Keywords continuous-time Markov decision processes;optimal value;optimal policies;constrained average criteria;occupation measures

1 Introduction

Markov decision processes have wide application in queueing system,telecommunications systems,etc.;see,for instance,[2,11,13,16,18]and the reference therein.The existence and computation of optimal value and optimal policies form a hot research area in Markov decision processes.The basic method to study the existence of optimal policies include the dynamic programming approach,the linear programming and duality programming method.Based on above methods,the value iteration algorithms,policy iteration algorithms,linear programming algorithms for unconstrained optimality problems and linear programming algorithms for constrained optimality problems have been proposed; see,for instance,[4,11,13,15]. However,these algorithms are only adapt to tackle the optimality problems with finite states.It is natural to use finite-state models to approximate the original model with denumerable state space or general Borel state space.Hence,from the theoretical and practical point of view,the convergence of optimal values and optimal policies are important and interesting issues in Markov decision processes.

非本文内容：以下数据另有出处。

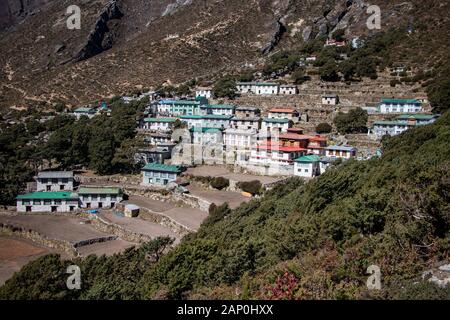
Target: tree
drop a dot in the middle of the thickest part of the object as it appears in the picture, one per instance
(323, 128)
(298, 76)
(253, 187)
(339, 35)
(329, 71)
(220, 183)
(154, 249)
(101, 150)
(225, 88)
(348, 69)
(124, 160)
(355, 121)
(439, 90)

In the discrete-time context,[3]considered the convergence of optimal value and optimal policies of Markov decision processes with denumerable states under the constrained expected discounted cost criteria.[5,6]developed the approximation method of optimal value and optimal policies of Markov decision processes with Borel state and action spaces under the constrained expected discounted cost criteria.

In the continuous-time formulation,[16]studied the convergence of optimal value and optimal policies of Markov decision processes with denumerable states under the expected discounted cost and average cost criteria.[17,18]developed an approximation procedure for CTMDP with denumerable state space under the finitehorizon expected total cost criterion and risk-sensitive finite-horizon cost criterion,respectively.For constrained optimal problem,[12]proposed an approach based on occupation measures to study the convergence problem of optimal value and optimal policies,and gave condition imposed on the original model with denumerable states to ensure the original model can be approximated by a sequence of CTMDP with finite states.

In this paper,we consider the similar convergence problem as in[12]with denumerable states but under the constrained expected average criteria.More precisely,the original controlled model has the following features:1)The state space is denumerable and the action space is a Polish space;2)the transition rates,cost and reward functions may be unbounded from above and from below.Firstly,by introducing the average occupation measures and Lagrange multipliers,we prove that the constrained optimality problem of each model Mnof CTMDP equals to a unconstrained optimality problem,and deduce the optimality equation which includes some Lagrange multipliers. These results are extension of the results in[16]for constrained optimality problem with one constraint.Then,we derive the bound of the Lagrange multipliers in each model Mn.Secondly,according to the optimality equations,we give the exact bound of of the optimal values between the finite-state model Mnand the original model M∞.Finally,using some approximation properties of expected average reward/cost,we obtain the asymptotic convergence of optimal policies of finite-state models to the optimal policy of the original model.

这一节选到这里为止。